O notável “esclarecimento público” de Fernanda Câncio, publicado pela Visão, demonstra a iniquidade de procedimentos de um órgão de comunicação social (afirmações não sustentadas por factos, títulos enganosos, violações sistemáticas do segredo de justiça, atropelos ao código deontológico, utilização de expedientes processuais para aceder a informação protegida) e a incapacidade de um sistema judicial para cumprir a missão que justifica a sua existência (dissuadir o cometimento de crimes, punir os prevaricadores, aplicar a lei de forma equitativa).
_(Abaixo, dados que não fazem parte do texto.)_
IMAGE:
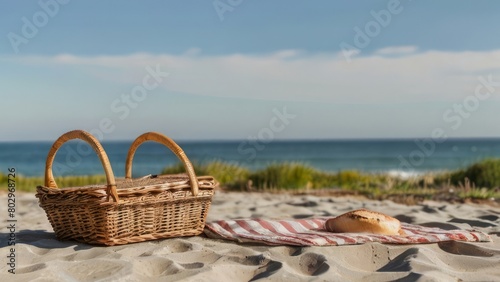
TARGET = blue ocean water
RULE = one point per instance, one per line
(398, 156)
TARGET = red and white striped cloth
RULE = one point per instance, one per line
(311, 232)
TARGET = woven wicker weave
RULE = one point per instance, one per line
(128, 210)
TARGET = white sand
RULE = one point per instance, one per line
(40, 257)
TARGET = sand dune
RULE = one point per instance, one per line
(40, 257)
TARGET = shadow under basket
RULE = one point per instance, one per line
(128, 210)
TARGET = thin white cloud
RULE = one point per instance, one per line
(397, 50)
(294, 75)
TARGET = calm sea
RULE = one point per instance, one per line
(395, 156)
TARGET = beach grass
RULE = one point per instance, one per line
(479, 181)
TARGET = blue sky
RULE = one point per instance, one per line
(236, 68)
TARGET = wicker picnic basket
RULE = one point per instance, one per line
(127, 210)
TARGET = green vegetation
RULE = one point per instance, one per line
(482, 174)
(479, 181)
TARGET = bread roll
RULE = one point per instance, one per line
(364, 221)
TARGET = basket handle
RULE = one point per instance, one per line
(94, 143)
(160, 138)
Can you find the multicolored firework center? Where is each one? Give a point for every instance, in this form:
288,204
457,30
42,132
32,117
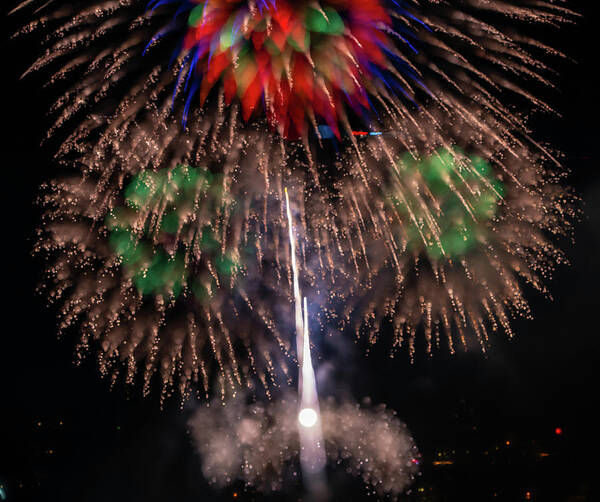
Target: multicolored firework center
149,245
462,194
303,60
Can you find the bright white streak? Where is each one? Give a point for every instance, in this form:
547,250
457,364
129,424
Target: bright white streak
308,417
312,451
297,297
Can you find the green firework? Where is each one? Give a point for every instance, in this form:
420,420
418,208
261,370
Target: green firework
157,233
446,202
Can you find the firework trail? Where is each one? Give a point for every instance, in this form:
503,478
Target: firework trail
312,456
288,65
230,85
447,237
259,445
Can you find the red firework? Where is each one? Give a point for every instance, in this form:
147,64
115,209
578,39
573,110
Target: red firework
300,61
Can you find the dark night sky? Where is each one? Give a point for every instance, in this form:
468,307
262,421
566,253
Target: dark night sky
66,436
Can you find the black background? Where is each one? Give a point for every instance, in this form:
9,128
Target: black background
66,436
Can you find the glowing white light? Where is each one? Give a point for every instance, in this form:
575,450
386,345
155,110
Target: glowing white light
307,417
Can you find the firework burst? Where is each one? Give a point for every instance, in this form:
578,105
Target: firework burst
446,239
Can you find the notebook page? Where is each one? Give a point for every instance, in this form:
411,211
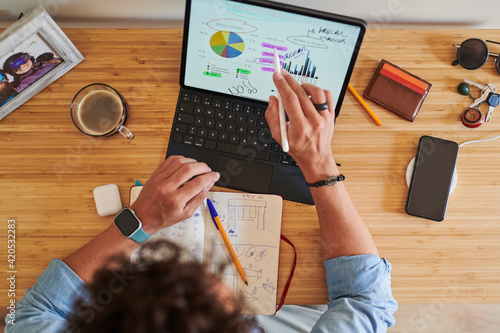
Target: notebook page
253,225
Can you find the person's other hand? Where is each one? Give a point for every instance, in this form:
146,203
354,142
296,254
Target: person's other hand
310,131
172,194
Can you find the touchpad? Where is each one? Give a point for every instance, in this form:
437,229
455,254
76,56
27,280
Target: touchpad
244,175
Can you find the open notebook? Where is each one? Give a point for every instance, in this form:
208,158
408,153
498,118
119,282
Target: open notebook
253,225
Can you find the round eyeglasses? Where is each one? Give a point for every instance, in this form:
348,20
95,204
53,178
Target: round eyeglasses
473,54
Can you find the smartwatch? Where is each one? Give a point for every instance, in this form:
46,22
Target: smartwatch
130,226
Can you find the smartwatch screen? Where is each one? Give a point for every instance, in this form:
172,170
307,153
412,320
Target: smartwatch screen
126,222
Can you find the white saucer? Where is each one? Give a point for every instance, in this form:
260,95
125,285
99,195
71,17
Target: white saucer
409,173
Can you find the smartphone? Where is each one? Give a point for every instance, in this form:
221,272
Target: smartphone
431,180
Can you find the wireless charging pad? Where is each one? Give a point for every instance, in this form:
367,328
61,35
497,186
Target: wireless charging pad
409,173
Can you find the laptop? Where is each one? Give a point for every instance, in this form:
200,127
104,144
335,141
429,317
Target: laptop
226,79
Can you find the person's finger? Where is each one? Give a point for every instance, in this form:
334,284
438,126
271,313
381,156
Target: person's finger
188,171
190,192
288,96
195,202
272,118
317,95
331,102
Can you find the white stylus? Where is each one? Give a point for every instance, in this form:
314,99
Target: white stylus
281,108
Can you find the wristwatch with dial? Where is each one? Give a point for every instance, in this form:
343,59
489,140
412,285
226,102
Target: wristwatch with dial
130,226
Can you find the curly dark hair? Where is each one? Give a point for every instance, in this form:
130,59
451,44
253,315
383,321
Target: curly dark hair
153,295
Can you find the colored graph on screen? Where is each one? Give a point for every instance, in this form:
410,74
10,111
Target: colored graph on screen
227,44
306,69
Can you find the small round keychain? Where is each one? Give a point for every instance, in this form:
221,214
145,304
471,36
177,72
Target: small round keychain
472,118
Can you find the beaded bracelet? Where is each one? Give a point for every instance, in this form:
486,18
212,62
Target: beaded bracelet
327,182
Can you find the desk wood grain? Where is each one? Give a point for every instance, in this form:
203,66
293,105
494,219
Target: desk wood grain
49,169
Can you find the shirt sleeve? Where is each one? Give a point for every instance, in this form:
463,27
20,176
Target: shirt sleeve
360,295
47,305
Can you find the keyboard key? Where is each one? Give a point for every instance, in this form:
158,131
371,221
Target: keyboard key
248,109
265,145
187,108
202,132
230,127
252,131
185,97
181,128
233,138
259,112
239,150
244,141
199,121
275,158
185,118
237,107
192,130
224,136
220,125
177,137
241,130
210,123
241,118
276,147
217,103
219,114
230,116
263,134
209,112
199,110
252,121
213,134
209,144
199,142
196,99
285,159
188,140
254,142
Câncio nota a ironia de ter de recorrer à Justiça numa situação em que está a ser atacada com a cumplicidade desta, e insurge-se contra “uma máquina judiciária que permite que o seu poder seja usado por terceiros com intuitos venais e que ao permitir esse uso se contagia dessa venalidade”.

 

A semana passada, Maria Luís Albuquerque enviou uma carta ao vice-presidente da Comissão Europeia pedindo-lhe que Portugal não seja sancionado por não ter atingido um défice inferior a 3%. Passos Coelho terá também intercedido pessoalmente junto de Jean-Claude Juncker. No capítulo das mensagens epistolares, o presidente do Partido Popular Europeu, Manfred Weber, escreveu a Juncker solicitando exactamente o oposto, ou seja, defendendo a aplicação de sanções aos prevaricadores. Em declarações ao Expresso, Weber amenizou o tom, explicando que o seu objectivo era evitar discriminações por parte do comissário europeu para os Assuntos Económicos, mais concretamente evitar que Moscovici aplicasse a flexibilidade do PEC “apenas a alguns países amigos que partilham da mesma cor política”. Por outro lado, a Alemanha atingiu um excedente externo de 30,4 mil milhões de euros, o que constitui uma violação do patamar dos 6%, sujeita a uma sanção correspondente a 0,1% do PIB. Não consta que a Comissão Europeia esteja a ponderar aplicar qualquer penalização. Como declarou, em entrevista ao Público no passado mês de Fevereiro, Augusto Santos Silva, ministro dos Negócios Estrangeiros: “É uma desigualdade de tratamento, a ideia, mesmo que infundada, de que há regras diferentes consoante a geografia ou a ideologia dos Governos. Essa ideia seria fatal para a coesão da UE. É preciso contrariá-la”.